Dix minutes. Plus que dix minutes.

Quand, approximativement vingt secondes après, le jeune homme jeta un énième coup d'œil à sa montre, Gabriel ne put s'empêcher de pousser un long soupir d'exaspération.

– T'es au courant que c'est pas parce que tu check toutes les cinq secondes que ça va passer plus vite, hein ? lança-t-il d'un ton sarcastique.

Puis, reprenant avec davantage de diplomatie :

– C'est bon, mec, relax. T'es encore plus tendu que le string de mon ex.

– Facile à dire pour toi. Tu t'es pas pris quinze mille râteaux de la part de Fiona Faure !

– Non, c'est sûr. Et ça risque pas d'arriver...

... vu le pâté que c'était au collège.

Voilà ce que Gabriel aurait voulu ajouter, mais il garda cette pensée pour lui. Il avait promis à Rosélia de faire des efforts afin d'améliorer sa relation avec sa meilleure amie, or cela commençait par arrêter de jouer les langues de pute dans son dos.

N'empêche qu'il aurait bien aimé raconter à Maël une anecdote ou deux sur la soi-disant "princesse de Saint Jude". Quand il y repensait, il trouvait ce surnom assez ironique, même si ses camarades ne pouvaient se douter à quel point il lui seyait. Car tout comme son homonyme dans Shrek, Fiona n'était princesse qu'en surface ; sa personnalité, elle, dissimulait une véritable ogresse.

C'était certain : si son pote avait eu connaissance de l'ancienne version binoclarde, bourrée d'acnée, avec sa coupe au bol, ses kilos superflus et, surtout, ses manières de beauf sans la moindre once de décence ou de savoir-vivre, celui-ci se serait désintéressé vite fait de cette conne qui le faisait tourner en bourrique depuis des mois.

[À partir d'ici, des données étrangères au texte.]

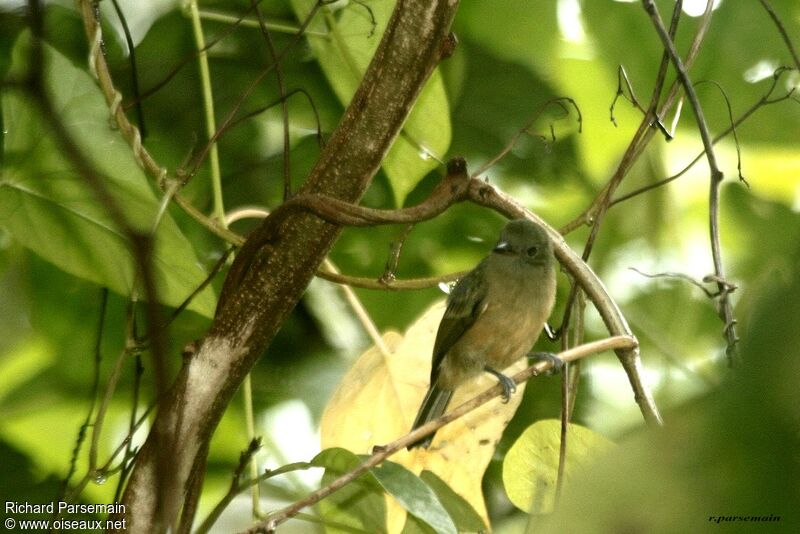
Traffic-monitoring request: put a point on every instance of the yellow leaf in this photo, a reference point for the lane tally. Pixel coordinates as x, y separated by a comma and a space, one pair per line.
530, 467
377, 400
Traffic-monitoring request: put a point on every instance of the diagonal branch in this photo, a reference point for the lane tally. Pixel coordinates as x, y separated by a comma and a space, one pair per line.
272, 275
382, 453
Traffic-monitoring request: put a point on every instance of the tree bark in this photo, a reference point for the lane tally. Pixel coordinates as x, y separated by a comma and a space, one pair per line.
274, 267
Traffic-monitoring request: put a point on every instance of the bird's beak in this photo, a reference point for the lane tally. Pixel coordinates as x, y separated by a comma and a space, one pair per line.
502, 247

Tout en pensant à cela, il jeta un coup d'oeil au concerné : des boucles brunes, la peau noire faisant ressortir ses yeux gris clairs, un nez légèrement empâté et des lèvres charnues, Maël avait une gueule suffisamment correcte pour obtenir n'importe quelle pète-cul de Saint Jude. Mais, allez savoir pourquoi, il s'entêtait à courir après l'autre pâté.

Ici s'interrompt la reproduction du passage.